Do we believe this life is available to us? Do we think it’s out of reach to cross over from weary to rested? To hurry hurry hurry to, peaceful and present?
It’s not out of reach. But we will have to be willing to train our souls to embrace new habits. So here’s some ideas of what we can do to help our soul be cured from the sickness of hurry.
- Think about the activities of the upcoming day. Instead of waiting until the last minute to go to your next activity, try leaving ten minutes early. Walk more slowly. Drive more slowly. When you arrive at your destination a bit earlier than usual, use the extra time to notice people and things around you. Breathe.
- Here’s something that will be foreign to many of you. Come to a complete stop at stop signs! You guys should try it. What will happen is you will feel like, Ain’t nobody got time to stop at stop signs. And that is like a sure sign you are suffering from Hurry sickness – when your soul says – I ain’t got three second to spare! And that will give you a chance to tell your soul to pipe down. The extra three seconds is time well spent.
- Consider a fast from media. From television and the computer and the phone, except for work. Try it for three or four days. I recently did this as an exercise and I found it extremely enlightening. And it was like, the first day I was kind of mad. It was like my soul was angry. It’s like when you work out for the first time a day later your body hurts and is like, what are you doing to me! (Now full disclosure – I did it Monday through Thursday – so I wouldn’t miss any of the football games. But at least I did it! And so can you!)

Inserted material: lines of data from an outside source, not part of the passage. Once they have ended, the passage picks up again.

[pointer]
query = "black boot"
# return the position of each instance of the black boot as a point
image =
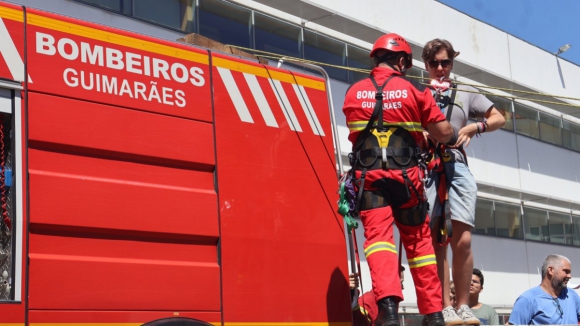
(434, 319)
(388, 315)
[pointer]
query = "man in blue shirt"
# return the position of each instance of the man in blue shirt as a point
(550, 303)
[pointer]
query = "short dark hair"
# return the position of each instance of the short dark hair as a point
(478, 273)
(432, 47)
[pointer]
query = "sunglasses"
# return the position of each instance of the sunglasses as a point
(444, 63)
(556, 303)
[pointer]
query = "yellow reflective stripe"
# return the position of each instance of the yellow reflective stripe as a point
(420, 258)
(380, 243)
(422, 261)
(380, 246)
(409, 126)
(424, 264)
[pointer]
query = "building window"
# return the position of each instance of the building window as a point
(550, 128)
(508, 220)
(176, 14)
(324, 49)
(225, 23)
(484, 223)
(575, 230)
(536, 223)
(504, 106)
(122, 6)
(571, 135)
(526, 121)
(276, 36)
(358, 58)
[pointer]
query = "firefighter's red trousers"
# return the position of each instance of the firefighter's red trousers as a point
(381, 255)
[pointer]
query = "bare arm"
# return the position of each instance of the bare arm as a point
(441, 131)
(495, 120)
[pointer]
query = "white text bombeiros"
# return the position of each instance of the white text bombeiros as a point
(115, 59)
(388, 97)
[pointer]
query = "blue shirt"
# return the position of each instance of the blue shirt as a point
(536, 307)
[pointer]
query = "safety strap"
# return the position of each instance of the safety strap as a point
(450, 102)
(377, 113)
(444, 220)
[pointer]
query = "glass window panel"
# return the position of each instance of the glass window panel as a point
(275, 36)
(575, 230)
(571, 135)
(123, 6)
(358, 58)
(324, 49)
(504, 106)
(508, 220)
(484, 223)
(559, 226)
(225, 22)
(177, 14)
(536, 222)
(526, 121)
(551, 128)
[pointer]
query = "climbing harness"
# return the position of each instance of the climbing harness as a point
(390, 147)
(437, 157)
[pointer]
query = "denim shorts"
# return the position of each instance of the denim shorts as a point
(462, 193)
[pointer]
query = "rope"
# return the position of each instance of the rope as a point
(271, 55)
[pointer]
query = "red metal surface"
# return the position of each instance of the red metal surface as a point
(283, 247)
(12, 53)
(117, 207)
(126, 316)
(180, 87)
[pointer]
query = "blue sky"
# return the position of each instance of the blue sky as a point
(547, 24)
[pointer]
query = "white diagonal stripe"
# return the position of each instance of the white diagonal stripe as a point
(285, 105)
(235, 94)
(308, 109)
(261, 100)
(10, 54)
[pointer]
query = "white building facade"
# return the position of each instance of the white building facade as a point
(527, 173)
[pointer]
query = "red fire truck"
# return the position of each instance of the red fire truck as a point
(146, 181)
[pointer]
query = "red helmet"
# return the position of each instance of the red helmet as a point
(394, 43)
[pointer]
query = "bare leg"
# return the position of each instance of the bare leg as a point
(462, 263)
(442, 270)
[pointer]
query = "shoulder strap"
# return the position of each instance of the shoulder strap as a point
(377, 113)
(450, 103)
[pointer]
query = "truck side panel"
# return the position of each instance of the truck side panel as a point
(283, 247)
(121, 164)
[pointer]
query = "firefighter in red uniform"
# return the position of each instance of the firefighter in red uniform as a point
(388, 173)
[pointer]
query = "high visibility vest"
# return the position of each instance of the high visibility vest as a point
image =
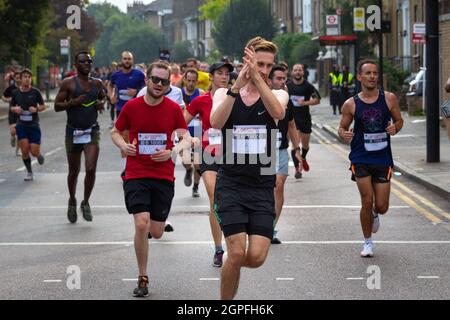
(334, 80)
(341, 79)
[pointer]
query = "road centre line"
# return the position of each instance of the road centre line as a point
(35, 161)
(122, 243)
(427, 214)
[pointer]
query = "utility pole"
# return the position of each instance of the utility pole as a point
(432, 87)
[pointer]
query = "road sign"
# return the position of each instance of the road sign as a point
(359, 19)
(419, 33)
(332, 22)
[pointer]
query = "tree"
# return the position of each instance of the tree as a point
(212, 9)
(241, 21)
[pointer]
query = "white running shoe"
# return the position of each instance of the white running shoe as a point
(367, 250)
(376, 223)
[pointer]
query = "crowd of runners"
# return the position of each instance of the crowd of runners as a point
(232, 126)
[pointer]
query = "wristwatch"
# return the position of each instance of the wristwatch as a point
(231, 93)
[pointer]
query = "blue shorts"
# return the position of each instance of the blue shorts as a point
(282, 162)
(31, 132)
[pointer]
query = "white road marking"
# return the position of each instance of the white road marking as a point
(175, 208)
(35, 161)
(122, 243)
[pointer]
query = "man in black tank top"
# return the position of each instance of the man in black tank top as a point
(377, 116)
(244, 205)
(81, 97)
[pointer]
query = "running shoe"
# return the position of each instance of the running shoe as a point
(141, 290)
(86, 209)
(375, 223)
(195, 193)
(41, 159)
(168, 227)
(217, 260)
(305, 165)
(29, 176)
(367, 250)
(188, 178)
(72, 212)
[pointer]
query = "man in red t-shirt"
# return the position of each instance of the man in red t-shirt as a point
(211, 142)
(152, 121)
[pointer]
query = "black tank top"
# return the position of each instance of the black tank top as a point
(249, 136)
(84, 116)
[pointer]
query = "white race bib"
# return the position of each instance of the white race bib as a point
(294, 101)
(375, 141)
(82, 136)
(149, 143)
(279, 139)
(26, 115)
(214, 136)
(249, 139)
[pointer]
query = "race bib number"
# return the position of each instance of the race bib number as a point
(375, 141)
(149, 143)
(249, 139)
(279, 139)
(214, 136)
(82, 136)
(26, 115)
(295, 102)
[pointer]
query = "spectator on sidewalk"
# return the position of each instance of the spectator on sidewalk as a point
(446, 109)
(333, 81)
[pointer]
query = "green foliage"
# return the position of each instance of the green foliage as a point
(212, 9)
(181, 51)
(241, 21)
(296, 47)
(119, 32)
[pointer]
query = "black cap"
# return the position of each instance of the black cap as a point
(219, 65)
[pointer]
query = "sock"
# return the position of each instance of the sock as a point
(374, 213)
(27, 163)
(294, 159)
(304, 153)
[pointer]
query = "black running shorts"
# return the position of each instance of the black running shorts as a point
(149, 195)
(240, 208)
(379, 174)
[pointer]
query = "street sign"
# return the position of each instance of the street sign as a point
(419, 33)
(332, 22)
(359, 19)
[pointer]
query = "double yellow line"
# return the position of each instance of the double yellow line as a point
(426, 208)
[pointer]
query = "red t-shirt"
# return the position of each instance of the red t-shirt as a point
(151, 128)
(202, 105)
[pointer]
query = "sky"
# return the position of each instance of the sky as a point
(122, 4)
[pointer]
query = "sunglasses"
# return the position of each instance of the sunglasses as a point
(84, 61)
(156, 80)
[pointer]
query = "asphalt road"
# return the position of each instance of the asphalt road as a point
(42, 253)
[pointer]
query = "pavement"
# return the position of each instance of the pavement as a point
(409, 148)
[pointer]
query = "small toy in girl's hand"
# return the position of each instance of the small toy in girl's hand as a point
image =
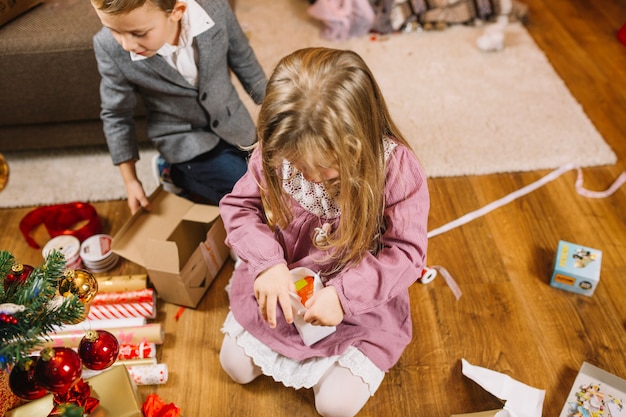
(305, 288)
(307, 282)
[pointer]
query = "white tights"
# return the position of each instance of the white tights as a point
(339, 393)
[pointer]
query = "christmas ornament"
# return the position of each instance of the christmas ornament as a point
(4, 172)
(58, 369)
(98, 349)
(19, 274)
(23, 383)
(80, 283)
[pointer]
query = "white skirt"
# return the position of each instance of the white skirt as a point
(306, 373)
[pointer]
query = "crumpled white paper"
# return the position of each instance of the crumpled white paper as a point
(521, 400)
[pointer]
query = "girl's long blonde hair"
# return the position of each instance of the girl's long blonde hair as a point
(324, 109)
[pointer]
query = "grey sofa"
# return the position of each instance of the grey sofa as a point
(49, 81)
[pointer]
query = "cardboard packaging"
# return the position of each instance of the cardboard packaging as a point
(10, 9)
(576, 268)
(114, 388)
(180, 243)
(596, 392)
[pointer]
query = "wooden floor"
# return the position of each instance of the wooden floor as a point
(509, 319)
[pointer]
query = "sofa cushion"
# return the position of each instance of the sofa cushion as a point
(47, 65)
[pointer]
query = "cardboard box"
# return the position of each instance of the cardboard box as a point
(596, 392)
(10, 9)
(114, 388)
(180, 243)
(576, 268)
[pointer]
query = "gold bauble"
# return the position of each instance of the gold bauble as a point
(80, 283)
(4, 172)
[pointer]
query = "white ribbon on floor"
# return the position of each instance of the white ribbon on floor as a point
(580, 189)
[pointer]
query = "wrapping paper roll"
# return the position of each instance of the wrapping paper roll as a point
(149, 374)
(120, 283)
(89, 373)
(102, 324)
(150, 333)
(122, 311)
(123, 297)
(137, 351)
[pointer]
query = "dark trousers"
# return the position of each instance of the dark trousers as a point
(209, 177)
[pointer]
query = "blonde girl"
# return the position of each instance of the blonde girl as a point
(332, 186)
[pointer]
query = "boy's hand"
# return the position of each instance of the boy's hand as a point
(272, 287)
(136, 197)
(324, 308)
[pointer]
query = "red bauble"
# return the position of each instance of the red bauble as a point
(58, 369)
(23, 383)
(19, 274)
(98, 349)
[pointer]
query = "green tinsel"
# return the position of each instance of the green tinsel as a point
(44, 308)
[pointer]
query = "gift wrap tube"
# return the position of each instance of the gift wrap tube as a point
(122, 311)
(123, 297)
(150, 333)
(102, 324)
(90, 373)
(120, 283)
(149, 374)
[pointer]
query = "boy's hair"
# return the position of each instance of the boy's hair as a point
(121, 7)
(324, 109)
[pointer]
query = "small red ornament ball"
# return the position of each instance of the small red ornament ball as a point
(18, 275)
(23, 383)
(58, 369)
(98, 349)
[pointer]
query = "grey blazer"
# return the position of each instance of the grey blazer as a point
(183, 121)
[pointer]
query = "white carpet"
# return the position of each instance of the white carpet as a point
(466, 112)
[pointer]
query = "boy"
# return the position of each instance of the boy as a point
(176, 56)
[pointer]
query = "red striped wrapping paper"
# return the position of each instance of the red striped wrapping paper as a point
(120, 311)
(124, 297)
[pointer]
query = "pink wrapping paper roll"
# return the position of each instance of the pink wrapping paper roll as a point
(122, 311)
(150, 333)
(124, 297)
(119, 283)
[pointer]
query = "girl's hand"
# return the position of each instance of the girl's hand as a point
(271, 287)
(324, 308)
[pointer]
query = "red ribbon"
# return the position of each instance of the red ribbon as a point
(60, 219)
(155, 407)
(79, 394)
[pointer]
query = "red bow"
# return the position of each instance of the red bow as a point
(60, 219)
(79, 394)
(155, 407)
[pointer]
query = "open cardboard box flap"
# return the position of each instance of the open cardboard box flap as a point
(167, 212)
(180, 243)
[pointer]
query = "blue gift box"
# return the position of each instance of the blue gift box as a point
(576, 268)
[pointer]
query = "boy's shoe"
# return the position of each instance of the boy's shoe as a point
(161, 172)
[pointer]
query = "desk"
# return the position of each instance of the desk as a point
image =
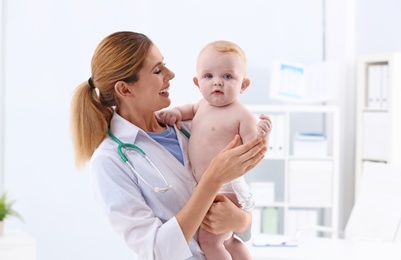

But honestly, by the end of the fourth day I was very thankful I did it. And it’s challenging my thoughts about how much time I spend deadening myself looking at screens. I needed to remind myself that the key to freeing up room for God is to ruthlessly eliminate hurry from my life.
- Lock down your phone – Turn your smart phone into a dumb phone – it’s funny – when I was reading about the stats about how many times a person touches their phone- I’m like, How pathetic. But earlier this week I accidentally left my phone home – Got to the office – no phone. I go home often for lunch and I had to ask myself – can I survive four hours without my phone next to me? And the answer i yes, I did. I could. And many of you are like, Obviously you are not a VIP, I could never do that! I am needed and important and must be available at all times! The world will come off it’s hinges were I to become unavailable for such a ridiculous amount of time!
- You have permission to say no to something. It’s okay if you are unable to attend to every opportunity presented to you. Sometimes you need to say no to something good to give your soul a chance to indulge in something better. Quietness, stillness. All of these things are food for a weary soul.
Well, maybe that’s the most important lesson we will learn from our endeavor to eliminate hurry. The world will go on. Someday it will find a way to go on without me entirely, and in the meantime, I need to remind my soul that the world does not rest on my shoulders, but on the shoulders of the King of the Universe, who invites me to a lifestyle that is unburdened and unhurried.
And I need to remind myself that the most important thing about me is NOT what I accomplish, but who I become. And hurrying around all day cannot help me become the kind of person God sees I can become.
So let’s ruthlessly eliminate hurry from our life. That is all.